The 300% figure refers to pageviews. Leaving aside the fact that this is not necessarily the best metric for editorial success, the Guardian’s liveblogs autorefresh, inflating the pageview figure for liveblogs.
All that shouldn’t diminish the study’s other findings, and of course it doesn’t mean that the headline figure is necessarily wrong. But I would take it with a hefty pinch of salt.
At Salon, Richard constantly analyzed revenue per thousand page views vs. cost per thousand page views, unit by unit, story by story, author by author, and section by section. People didn’t want to look at this data because they were afraid that unprofitable pieces would be cut. It was the same pushback years before with basic traffic data. People in the newsroom didn’t want to consult it because they assumed you’d end up writing entirely for SEO. But this argument assumes that when we get data, we dispense with our wisdom. It doesn’t work that way. You can continue producing the important but unprofitable pieces, but as a business, you need to know what’s happening out there. Requesting politely to stay in the dark will not serve journalism.
A couple of stories in the Telegraph and Daily Mail this week have hailed data released by the Department for Transport about the websites visited most often by workers at their department.
But if you look a little more closely at the raw data, it quickly becomes clear that these figures are being badly misrepresented by the newspapers involved. There’s a very important note on the last page of the data PDF (fascinatingly, missing from the Mail’s repost). It says:
Note : “number of hits” includes multiple components (e.g. text, images, videos), each of which are counted.
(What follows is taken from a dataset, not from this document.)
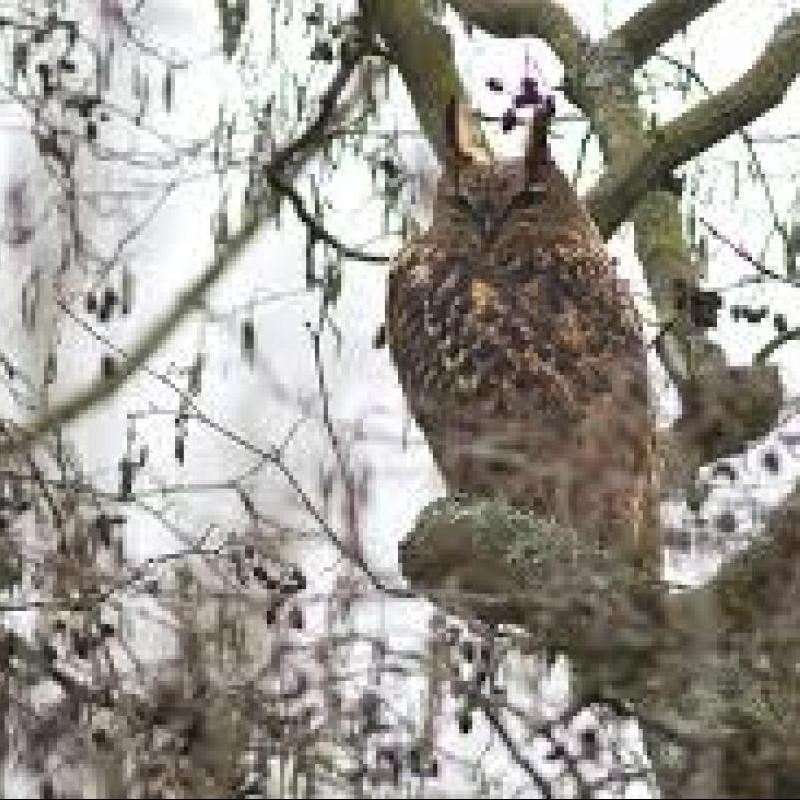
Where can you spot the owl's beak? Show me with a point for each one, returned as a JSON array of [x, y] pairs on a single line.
[[537, 151]]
The difference between page views, visits and hits in web analytics is fairly important. Page views is the number of individual pages on a site that have been viewed; visits is the number of separate browsing sessions that have occurred. And hits is the number of individual files that are requested by the browser.
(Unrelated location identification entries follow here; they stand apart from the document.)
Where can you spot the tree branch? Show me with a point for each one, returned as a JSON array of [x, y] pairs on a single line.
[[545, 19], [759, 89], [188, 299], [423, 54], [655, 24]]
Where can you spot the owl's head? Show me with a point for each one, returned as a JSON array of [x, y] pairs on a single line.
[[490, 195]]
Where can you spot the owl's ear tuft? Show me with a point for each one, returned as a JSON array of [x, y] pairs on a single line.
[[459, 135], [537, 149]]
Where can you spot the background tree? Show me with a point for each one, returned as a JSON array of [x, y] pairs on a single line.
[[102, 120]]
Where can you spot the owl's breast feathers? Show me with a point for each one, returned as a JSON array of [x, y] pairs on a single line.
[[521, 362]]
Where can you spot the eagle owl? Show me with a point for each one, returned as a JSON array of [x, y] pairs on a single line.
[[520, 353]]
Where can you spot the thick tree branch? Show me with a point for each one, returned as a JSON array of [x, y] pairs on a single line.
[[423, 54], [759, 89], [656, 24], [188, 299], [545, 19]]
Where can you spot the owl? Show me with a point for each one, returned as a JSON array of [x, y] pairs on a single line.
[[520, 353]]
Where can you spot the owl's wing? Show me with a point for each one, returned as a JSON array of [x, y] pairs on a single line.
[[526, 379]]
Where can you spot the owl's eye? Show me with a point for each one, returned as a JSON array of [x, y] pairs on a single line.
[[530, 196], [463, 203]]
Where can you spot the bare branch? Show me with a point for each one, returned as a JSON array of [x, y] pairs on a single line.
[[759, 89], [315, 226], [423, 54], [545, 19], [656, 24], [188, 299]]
An individual page view can include dozens, or even hundreds, of hits. A single page view of the Telegraph front page, for instance, includes at least 18 hits just in the header of the page alone. That’s before we get to any images or ads. There are about another 40 image files called. It’s fair to suggest you could rack up the hits very quickly on most news websites – whereas very simple, single-purpose sites might register 10 or fewer per pageview.
Also important to note – if a website serves files from different sites – such as advertisements, or tracking codes – those sites will register a hit despite not never actually being seen by the person doing the browsing.
That explains why the second “most popular” site on the list is www.google-analytics.com – a domain that is impossible to visit, but which serves incredibly popular tracking code on millions of other websites. It’s probably safe to conjecture that it also explains the presence of other abnormalities – for instance, stats.bbc.co.uk, static.bbc.co.uk, news.bbcimg.co.uk, and cdnedge.bbc.co.uk, all in the top 10 and all impossible to actually visit. There are two IP addresses in the top 11 “most popular” sites, too.
As David Higgerson points out (in comments), there are some interesting patterns in the data. But unless you know the number of hits per page, at the time the pages were viewed, as well as which ads were served from which other sites at the time, any straight comparison of the figures is meaningless. And the data itself is so noisy that any conclusions are dubious at best.
We can say that the BBC website is certainly popular, that the Bears Faction Lorien Trust LARP site probably got more visits than you might expect, and that civil servants do seem to like their news. Beyond that, the Mail’s claims of “cyberslacking”, of gambling sites (common advertisers) being popular and of there being six separate BBC sites in the top 10 are at best unsupported and at worst downright misleading.